A mudança se devia a razões meramente políticas. Recordamos a necessidade de polarizar os esforços de todos na guerra, isso, sem contar com as exigências da política externa, que exigia essa troca no governo soviético no plano de sua estratégia religiosa. O governo russo tinha que se alinhar necessariamente, para levar adiante a guerra, no campo dos aliados democráticos; e no interior, tinha necessidade da Igreja e de sua influência para reforçar em todos a unidade nacional. Uma mudança, certamente, de emergência e de conveniência. Pode assegurar-se que o governo soviético não sofreu uma mudança fundamental em sua política religiosa, nem que tenha concedido uma verdadeira liberdade religiosa. Na Rússia continuaram por várias décadas em todo seu vigor o idealismo ateu, que pode ser considerado como a doutrina oficial da época soviética. Mas em vez de combater diretamente à Igreja, preferiu dominá-la por completo, para convertê-la em instrumento condescendente de sua política. Essa parece ser a valoração mais comum, ao menos no ocidente, das relações passadas entre o Estado Soviético e a Igreja Ortodoxa dentro da Rússia.

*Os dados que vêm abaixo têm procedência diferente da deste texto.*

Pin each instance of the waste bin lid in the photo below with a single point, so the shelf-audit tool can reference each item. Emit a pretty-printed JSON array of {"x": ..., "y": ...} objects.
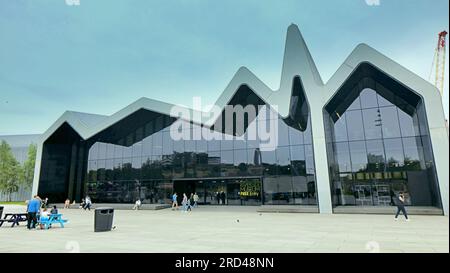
[{"x": 102, "y": 208}]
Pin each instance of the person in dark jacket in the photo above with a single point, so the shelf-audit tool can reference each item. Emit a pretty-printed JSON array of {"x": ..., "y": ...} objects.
[
  {"x": 223, "y": 197},
  {"x": 400, "y": 200},
  {"x": 32, "y": 210}
]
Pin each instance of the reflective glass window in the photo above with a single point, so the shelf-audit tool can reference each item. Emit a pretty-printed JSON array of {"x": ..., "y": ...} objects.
[
  {"x": 355, "y": 125},
  {"x": 358, "y": 156},
  {"x": 394, "y": 153},
  {"x": 343, "y": 156},
  {"x": 372, "y": 123},
  {"x": 295, "y": 136},
  {"x": 375, "y": 155},
  {"x": 389, "y": 121},
  {"x": 406, "y": 124}
]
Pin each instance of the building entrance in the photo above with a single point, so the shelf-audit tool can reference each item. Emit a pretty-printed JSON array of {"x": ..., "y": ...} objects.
[{"x": 239, "y": 191}]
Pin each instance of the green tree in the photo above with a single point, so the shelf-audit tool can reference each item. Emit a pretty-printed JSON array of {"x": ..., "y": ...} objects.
[
  {"x": 10, "y": 170},
  {"x": 28, "y": 167}
]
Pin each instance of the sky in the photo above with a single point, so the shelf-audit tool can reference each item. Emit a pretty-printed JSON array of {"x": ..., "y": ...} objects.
[{"x": 101, "y": 55}]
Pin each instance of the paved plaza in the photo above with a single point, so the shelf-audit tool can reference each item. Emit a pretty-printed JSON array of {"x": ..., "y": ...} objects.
[{"x": 233, "y": 230}]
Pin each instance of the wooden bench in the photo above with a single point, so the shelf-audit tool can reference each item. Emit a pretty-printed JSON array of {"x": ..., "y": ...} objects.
[
  {"x": 14, "y": 218},
  {"x": 52, "y": 219}
]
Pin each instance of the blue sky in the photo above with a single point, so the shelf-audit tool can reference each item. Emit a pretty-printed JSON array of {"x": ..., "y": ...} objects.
[{"x": 102, "y": 55}]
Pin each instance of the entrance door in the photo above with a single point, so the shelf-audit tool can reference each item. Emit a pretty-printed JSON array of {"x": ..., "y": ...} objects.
[
  {"x": 182, "y": 186},
  {"x": 245, "y": 192}
]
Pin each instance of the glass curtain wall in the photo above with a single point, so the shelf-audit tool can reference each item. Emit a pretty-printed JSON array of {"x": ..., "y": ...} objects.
[
  {"x": 146, "y": 168},
  {"x": 379, "y": 146}
]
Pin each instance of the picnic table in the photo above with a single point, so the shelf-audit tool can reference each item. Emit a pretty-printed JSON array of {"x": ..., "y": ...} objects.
[
  {"x": 14, "y": 218},
  {"x": 52, "y": 219}
]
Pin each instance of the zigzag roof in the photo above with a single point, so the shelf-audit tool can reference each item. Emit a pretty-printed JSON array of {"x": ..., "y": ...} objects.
[{"x": 297, "y": 62}]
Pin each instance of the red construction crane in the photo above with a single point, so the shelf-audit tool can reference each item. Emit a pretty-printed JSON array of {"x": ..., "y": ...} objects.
[{"x": 439, "y": 62}]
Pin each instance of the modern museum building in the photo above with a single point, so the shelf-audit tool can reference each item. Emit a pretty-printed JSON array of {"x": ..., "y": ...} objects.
[{"x": 375, "y": 129}]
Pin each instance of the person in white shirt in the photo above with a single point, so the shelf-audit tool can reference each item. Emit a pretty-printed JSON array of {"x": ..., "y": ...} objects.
[
  {"x": 43, "y": 216},
  {"x": 137, "y": 205},
  {"x": 88, "y": 203},
  {"x": 196, "y": 198}
]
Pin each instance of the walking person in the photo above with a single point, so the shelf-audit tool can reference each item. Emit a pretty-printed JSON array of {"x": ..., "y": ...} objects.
[
  {"x": 174, "y": 201},
  {"x": 67, "y": 203},
  {"x": 88, "y": 203},
  {"x": 195, "y": 200},
  {"x": 33, "y": 208},
  {"x": 137, "y": 205},
  {"x": 218, "y": 198},
  {"x": 223, "y": 197},
  {"x": 184, "y": 202},
  {"x": 401, "y": 206},
  {"x": 190, "y": 202}
]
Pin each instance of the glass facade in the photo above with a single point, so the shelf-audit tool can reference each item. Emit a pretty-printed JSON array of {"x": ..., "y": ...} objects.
[
  {"x": 378, "y": 146},
  {"x": 153, "y": 165}
]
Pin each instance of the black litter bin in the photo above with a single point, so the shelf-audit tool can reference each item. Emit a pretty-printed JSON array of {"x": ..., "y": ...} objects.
[{"x": 103, "y": 219}]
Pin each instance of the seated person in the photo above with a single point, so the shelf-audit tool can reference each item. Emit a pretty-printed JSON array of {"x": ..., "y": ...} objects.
[
  {"x": 44, "y": 216},
  {"x": 67, "y": 204},
  {"x": 82, "y": 204},
  {"x": 137, "y": 205},
  {"x": 54, "y": 210}
]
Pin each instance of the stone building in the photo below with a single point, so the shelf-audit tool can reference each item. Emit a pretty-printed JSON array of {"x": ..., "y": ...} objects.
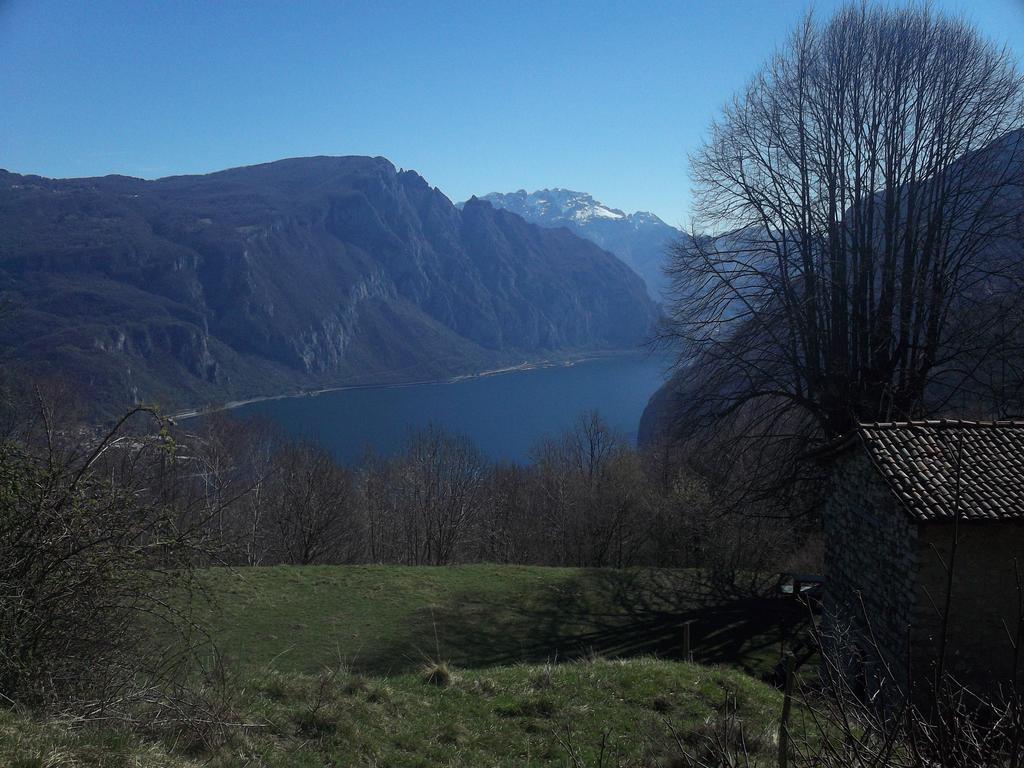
[{"x": 902, "y": 498}]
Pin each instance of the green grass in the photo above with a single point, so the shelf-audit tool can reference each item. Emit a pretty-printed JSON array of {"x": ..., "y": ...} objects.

A realidade era, que apesar de todas as declarações de alguns líderes eclesiásticos a favor do regime soviético, a Rússia comunista permanecia ainda muito longe da verdadeira liberdade religiosa. Nenhum só dos decretos restritivos ou persecutórios, foi derrogado oficialmente, seguindo proibida o ensino da religião aos meninos, tanto nas escolas como dentro dos mesmos templos, até o governo de Gorbachov.